К маме пришла какая-то тетенька, и они заговорили тихо, но неинтересно: «А он?.. Иди ты!.. А она что?.. С ума сойти…» Мама вдруг сказала:
— Познакомься, Ляля: это моя подруга, тетя Капа.
Не успела Лелька удивиться, как подруга спросила:
— Конфетку хочешь?
Кто ж не хочет; но надо отказываться и говорить: «Нет, спасибо». Конфетку она все равно дала и села с мамой курить. Лелька под столом была занята сразу двумя делами: надо было отлепить «тузик», приклеившийся к зубу, и проверить, что капало из маминой подруги. «Так она у тебя Оля или Леля?» — «Спрашиваешь!.. Ольга, безусловно. Это моя матушка ее Лелей зовет…» — «А ты?» — «Ну что за старомодное имя! Она у меня — Ляля, Лялька».
А детского садика надо было ждать и ждать.
Вот неделя, другая проходит. Миновал Покров. Старуха сменила черное старенькое шелковое манто на черное же суконное: известно, что пар костей не ломит. Она немного похудела от беготни: базар, кладбище, моленная, больница. Девочка затосковала и по утрам вставала очень неохотно. Матрена подозрительно обнюхивала ее волосы и платьица; узнав, что ребенок сидит целыми днями в табачном дыму, вспылила и запретила Тайке «таскать ребенка в этот вертеп», именно так и выразившись. Та задрала подбородок и объявила, что на днях получает отдельную квартиру, после чего забирает ребенка к себе. Надя при этих словах громко произнесла: «Слава Богу!», но дверью хлопнула еще громче.

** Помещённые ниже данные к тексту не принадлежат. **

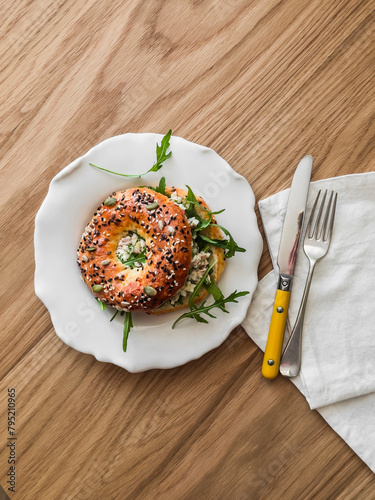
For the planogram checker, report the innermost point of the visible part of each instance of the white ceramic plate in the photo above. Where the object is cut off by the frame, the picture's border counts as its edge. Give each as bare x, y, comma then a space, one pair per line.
73, 196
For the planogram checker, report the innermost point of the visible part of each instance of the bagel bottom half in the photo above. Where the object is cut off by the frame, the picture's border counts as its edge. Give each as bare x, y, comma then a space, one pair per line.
217, 254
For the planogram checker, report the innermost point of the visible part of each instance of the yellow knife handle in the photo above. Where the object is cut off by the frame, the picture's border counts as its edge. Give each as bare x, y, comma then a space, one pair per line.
272, 354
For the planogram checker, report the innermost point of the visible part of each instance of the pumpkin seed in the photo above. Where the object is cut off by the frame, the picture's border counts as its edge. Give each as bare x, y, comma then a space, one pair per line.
110, 201
150, 291
152, 206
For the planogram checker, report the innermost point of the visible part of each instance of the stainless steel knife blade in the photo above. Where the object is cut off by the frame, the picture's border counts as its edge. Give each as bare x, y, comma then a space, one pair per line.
286, 261
295, 211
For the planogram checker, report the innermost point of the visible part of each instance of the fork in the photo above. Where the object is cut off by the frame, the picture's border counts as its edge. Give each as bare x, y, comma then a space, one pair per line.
316, 244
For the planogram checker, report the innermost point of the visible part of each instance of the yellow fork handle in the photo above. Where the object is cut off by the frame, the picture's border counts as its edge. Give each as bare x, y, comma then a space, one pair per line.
272, 354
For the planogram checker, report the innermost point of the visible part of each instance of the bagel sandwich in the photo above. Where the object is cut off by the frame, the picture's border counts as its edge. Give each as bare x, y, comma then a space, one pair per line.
138, 252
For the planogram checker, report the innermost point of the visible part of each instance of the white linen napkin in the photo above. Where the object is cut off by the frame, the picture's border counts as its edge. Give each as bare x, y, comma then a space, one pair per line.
338, 350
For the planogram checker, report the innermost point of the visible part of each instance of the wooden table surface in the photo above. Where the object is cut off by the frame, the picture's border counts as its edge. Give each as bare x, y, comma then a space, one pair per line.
263, 83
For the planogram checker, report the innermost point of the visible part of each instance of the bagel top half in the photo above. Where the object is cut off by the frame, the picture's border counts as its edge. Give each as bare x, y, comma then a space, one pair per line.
173, 263
161, 224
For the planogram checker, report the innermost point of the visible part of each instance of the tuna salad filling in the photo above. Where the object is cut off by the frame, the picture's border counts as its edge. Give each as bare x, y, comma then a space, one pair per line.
130, 248
199, 262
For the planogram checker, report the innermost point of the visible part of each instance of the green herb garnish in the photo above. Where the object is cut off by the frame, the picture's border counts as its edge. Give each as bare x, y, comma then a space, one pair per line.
128, 323
161, 187
205, 309
140, 257
161, 156
198, 286
214, 290
113, 317
228, 245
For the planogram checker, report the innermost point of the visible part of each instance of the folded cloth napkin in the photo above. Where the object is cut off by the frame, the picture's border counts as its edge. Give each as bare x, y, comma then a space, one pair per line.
338, 350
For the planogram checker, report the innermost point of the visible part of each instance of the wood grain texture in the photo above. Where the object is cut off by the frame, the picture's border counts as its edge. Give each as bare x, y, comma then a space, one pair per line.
263, 83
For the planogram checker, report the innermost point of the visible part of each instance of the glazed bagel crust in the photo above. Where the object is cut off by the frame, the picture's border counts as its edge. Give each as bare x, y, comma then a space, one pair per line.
168, 241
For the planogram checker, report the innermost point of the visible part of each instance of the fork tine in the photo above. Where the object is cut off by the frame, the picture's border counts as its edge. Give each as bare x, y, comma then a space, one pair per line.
323, 231
309, 234
332, 218
316, 231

…Уже отстояли сороковины, когда Иру выписали. «Непредсказуемые последствия», которых опасался Феденька, ее, слава Богу, миновали, однако мучили головные боли, хоть не опасные, но свирепые. Матрена каждый день возносила молитву Иоанну Предотече и была твердо уверена, что именно эта молитва подняла дочь.
Иногда октябрьские дни бывали совсем теплые, и старуха могла задержаться на кладбище. Ровный прямоугольник из песка уже утратил свою яркую желтизну. Мало-помалу она убрала засохшие венки, разровняла землю маленькими граблями. Только здесь можно было делать то, чего так хотелось во сне: называть мужа по имени, но не как в поминании: рабом Божиим Григорием, а просто — Гришей. Она часто повторяла его имя, удивляясь со стыдом, что не помнит, когда звала его так. А ведь больше полувека вместе прожили, это вам не фунт изюму.